Ce n’est un secret pour personne que j’aime les animaux. Bon, j’aime les gens aussi. J’aime comprendre comment on fonctionne, “on les humains”, mais aussi “on les êtres du monde”.  J’aime comprendre comment tourne le monde, de façon générale. Une quête qui ne risque pas de s’épuiser, pour nourrir mon besoin insatiable de stimulation intellectuelle.

Alors, sur Facebook, je suis dans pas mal de groupes “animaux”. De chats surtout, vu que je suis une mamy à chats. Il y a celui que j’ai l’honneur de co-administrer, celui du refuge où j’avais adopté Tounsi, et une poignée d’autres.

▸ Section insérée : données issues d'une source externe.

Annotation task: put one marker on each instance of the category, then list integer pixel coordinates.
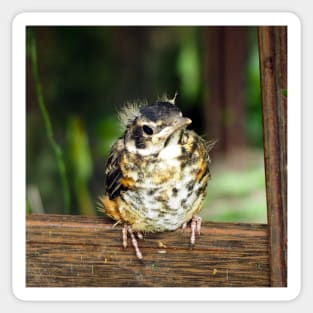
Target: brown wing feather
(113, 173)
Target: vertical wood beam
(273, 70)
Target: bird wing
(113, 172)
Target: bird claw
(195, 227)
(128, 230)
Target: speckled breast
(167, 189)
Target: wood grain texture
(273, 70)
(74, 251)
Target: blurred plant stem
(80, 162)
(48, 125)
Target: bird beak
(178, 123)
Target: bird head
(152, 127)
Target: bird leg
(127, 229)
(195, 227)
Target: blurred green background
(79, 77)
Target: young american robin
(157, 172)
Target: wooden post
(273, 70)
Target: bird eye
(148, 130)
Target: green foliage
(253, 97)
(80, 163)
(47, 122)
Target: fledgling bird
(157, 172)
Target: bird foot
(195, 228)
(128, 230)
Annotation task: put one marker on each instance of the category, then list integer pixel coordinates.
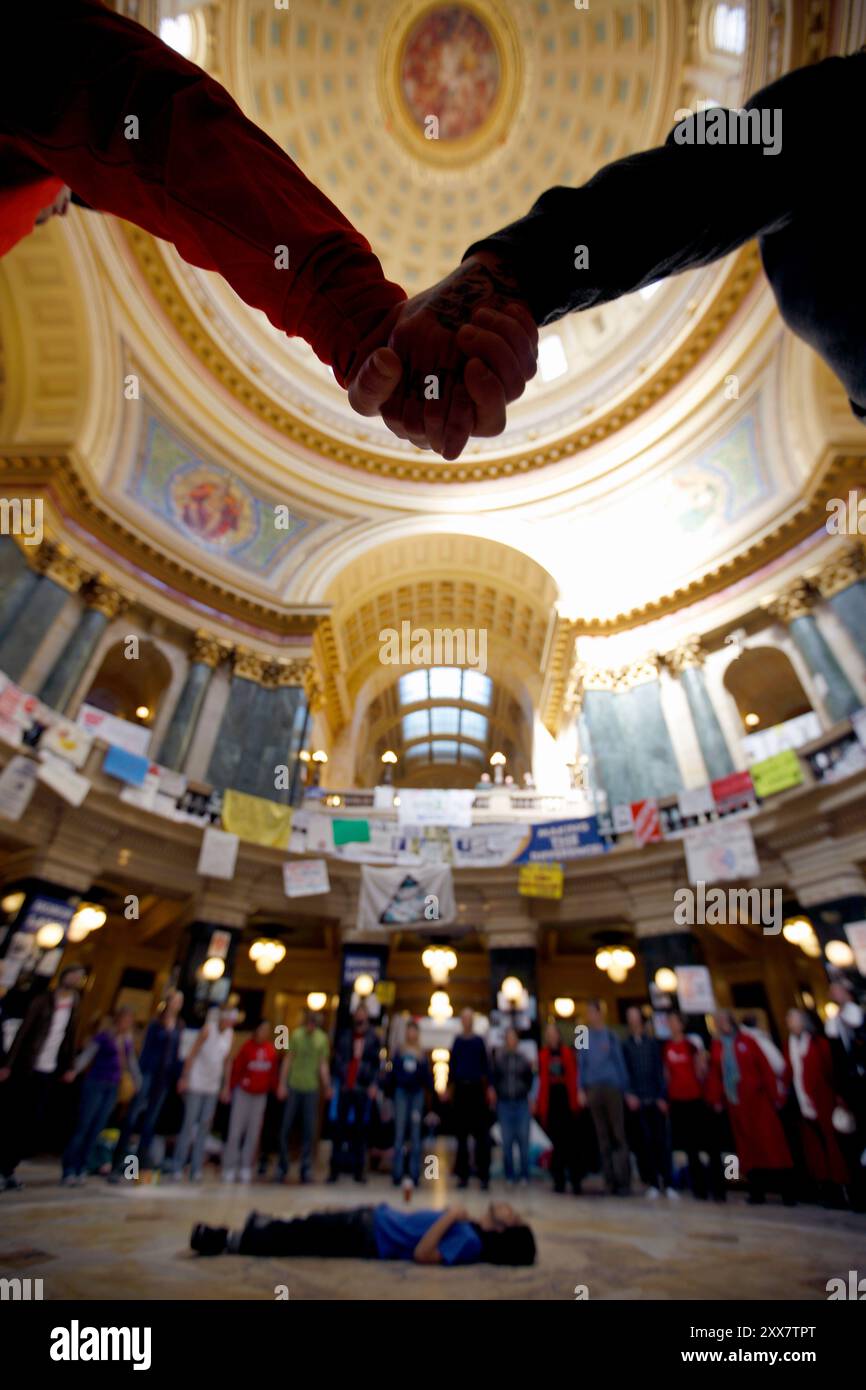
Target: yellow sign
(777, 773)
(257, 820)
(541, 880)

Laissez-moi vous dire que la plupart des groupes “animaux” sont terribles. Je ne compte plus le nombre de ceux que j’ai quittés. Parmi d’autres choses qui m’égratignent, je suis effarée de voir avec quelle violence certaines personnes (malheureusement pas rares) “amies des animaux” se saisissent du moindre prétexte pour accuser les êtres humains de tous les maux.

S’il arrive quoi que ce soit à un animal, ou même si on le soupçonne, il y a systématiquement derrière un être humain malveillant ou irresponsable, sur lequel on ne perd pas de temps à déverser tout son fiel, invitant les autres au lynchage public. Un chat se promène dehors et semble avoir faim? C’est sans aucun doute que ses maîtres l’ont lâchement mis dehors et abandonné. (Si vous avez des chats qui sortent, vous saisirez tout de suite à quel point ce raisonnement est… contraire à la nature féline.)

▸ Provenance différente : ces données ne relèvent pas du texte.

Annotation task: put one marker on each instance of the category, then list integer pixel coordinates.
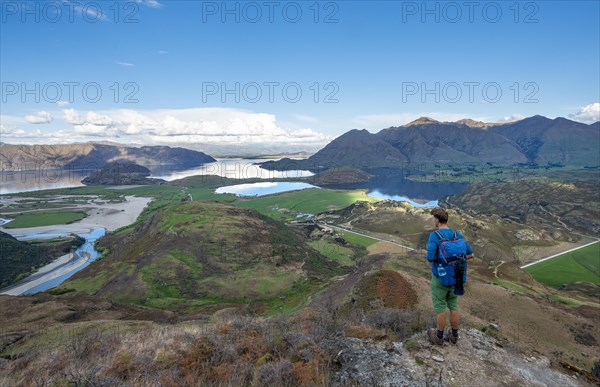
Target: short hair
(440, 214)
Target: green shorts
(442, 296)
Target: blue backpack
(452, 257)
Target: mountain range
(95, 155)
(534, 140)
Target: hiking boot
(432, 336)
(450, 337)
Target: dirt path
(559, 254)
(372, 237)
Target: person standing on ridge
(443, 296)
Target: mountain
(537, 139)
(543, 140)
(96, 155)
(120, 173)
(199, 255)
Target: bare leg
(441, 317)
(454, 318)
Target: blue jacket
(434, 243)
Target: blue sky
(369, 62)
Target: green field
(286, 205)
(36, 219)
(355, 239)
(343, 255)
(580, 265)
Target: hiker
(444, 296)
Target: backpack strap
(440, 236)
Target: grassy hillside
(45, 218)
(199, 254)
(579, 265)
(285, 206)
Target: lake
(418, 194)
(263, 188)
(234, 168)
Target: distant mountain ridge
(96, 155)
(535, 140)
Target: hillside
(95, 155)
(200, 255)
(552, 205)
(537, 140)
(120, 173)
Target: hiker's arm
(431, 249)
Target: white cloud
(196, 125)
(511, 118)
(71, 116)
(376, 122)
(305, 118)
(150, 3)
(125, 64)
(42, 117)
(588, 114)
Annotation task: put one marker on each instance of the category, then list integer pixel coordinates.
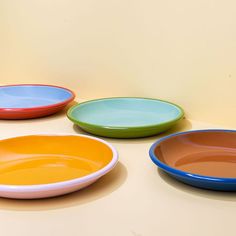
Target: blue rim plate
(191, 178)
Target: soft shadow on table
(46, 118)
(103, 187)
(210, 194)
(183, 125)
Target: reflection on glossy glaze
(33, 160)
(125, 117)
(202, 153)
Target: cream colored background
(183, 51)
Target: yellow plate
(43, 161)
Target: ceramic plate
(125, 117)
(39, 166)
(202, 158)
(26, 101)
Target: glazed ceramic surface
(31, 101)
(39, 166)
(125, 117)
(202, 158)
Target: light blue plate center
(28, 96)
(126, 112)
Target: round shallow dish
(40, 166)
(125, 117)
(25, 101)
(202, 158)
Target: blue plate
(32, 100)
(126, 117)
(201, 158)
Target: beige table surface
(135, 199)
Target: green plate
(125, 117)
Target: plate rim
(185, 174)
(70, 117)
(28, 109)
(61, 184)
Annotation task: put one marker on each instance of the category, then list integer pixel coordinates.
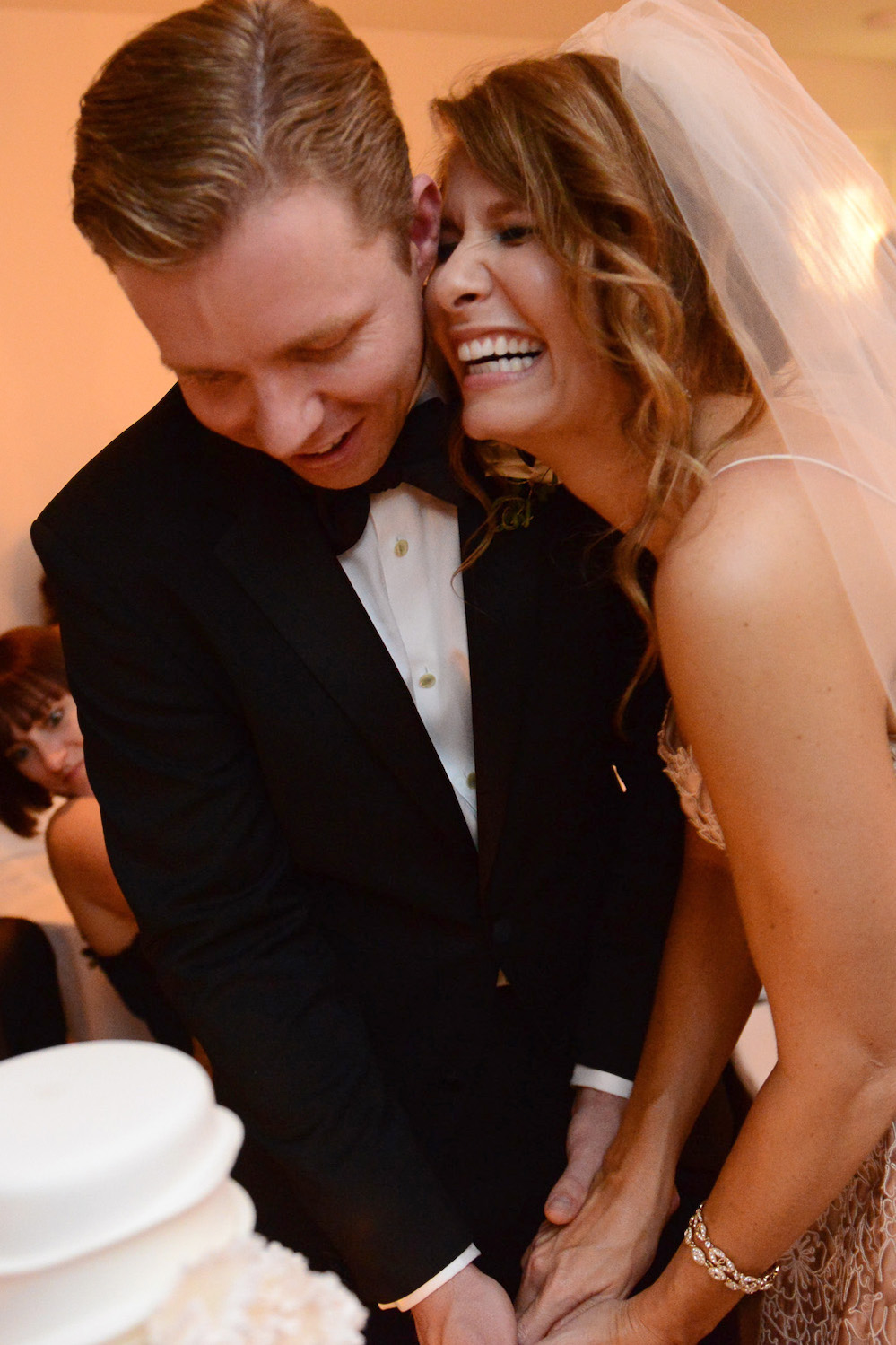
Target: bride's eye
(517, 234)
(444, 249)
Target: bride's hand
(607, 1321)
(602, 1253)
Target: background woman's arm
(80, 864)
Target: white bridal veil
(798, 236)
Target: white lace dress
(837, 1285)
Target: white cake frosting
(118, 1224)
(101, 1140)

Pour ces personnes, les erreurs n’existent pas. Les accidents “la faute à pas de chance” non plus. Il y a toujours un coupable. On connaît ce mécanisme, qui se retrouve un peu partout: un mal est toujours “la faute à quelqu’un”. C’est ce mécanisme qui est d’ailleurs à la racine des excès sécuritaires du monde d’aujourd’hui. Ça ne vous étonnera pas que je vous dise que ma vision du monde ne va pas du tout dans ce sens.

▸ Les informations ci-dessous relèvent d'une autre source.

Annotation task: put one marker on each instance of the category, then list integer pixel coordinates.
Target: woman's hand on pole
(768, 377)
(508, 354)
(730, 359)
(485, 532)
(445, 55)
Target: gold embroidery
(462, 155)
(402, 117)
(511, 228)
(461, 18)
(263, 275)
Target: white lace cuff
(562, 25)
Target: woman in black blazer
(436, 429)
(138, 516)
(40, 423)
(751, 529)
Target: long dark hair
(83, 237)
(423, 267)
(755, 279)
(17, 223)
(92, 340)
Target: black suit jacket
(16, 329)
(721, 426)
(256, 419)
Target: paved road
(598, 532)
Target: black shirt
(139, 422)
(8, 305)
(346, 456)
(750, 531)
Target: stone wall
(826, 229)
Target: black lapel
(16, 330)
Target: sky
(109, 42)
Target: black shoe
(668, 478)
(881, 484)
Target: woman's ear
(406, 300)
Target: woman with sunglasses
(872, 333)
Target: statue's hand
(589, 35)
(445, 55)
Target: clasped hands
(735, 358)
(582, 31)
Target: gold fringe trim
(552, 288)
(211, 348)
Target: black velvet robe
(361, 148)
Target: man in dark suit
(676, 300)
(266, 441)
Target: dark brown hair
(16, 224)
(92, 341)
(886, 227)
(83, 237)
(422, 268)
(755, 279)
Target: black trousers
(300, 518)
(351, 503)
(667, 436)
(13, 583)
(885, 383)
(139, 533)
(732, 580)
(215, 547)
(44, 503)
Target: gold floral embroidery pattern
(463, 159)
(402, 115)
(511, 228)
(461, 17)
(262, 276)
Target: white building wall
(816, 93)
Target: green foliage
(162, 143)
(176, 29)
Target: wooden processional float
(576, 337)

Parfois, cette compassion poussée à l’extrême pour les animaux ne semble servir que de prétexte pour la haine de l’humain. Et je finis par me poser la question: ces personnes accusent-elles sans cesse les humains car elles aiment les animaux, ou bien aiment-elles les animaux car ceux-ci leur donnent en toute bonne conscience une raison pour vomir sur les humains?

On est des animaux, après tout. Les humains sont nos amis, il faut les aimer aussi… (Je sais, Les Inconnus, ça date!)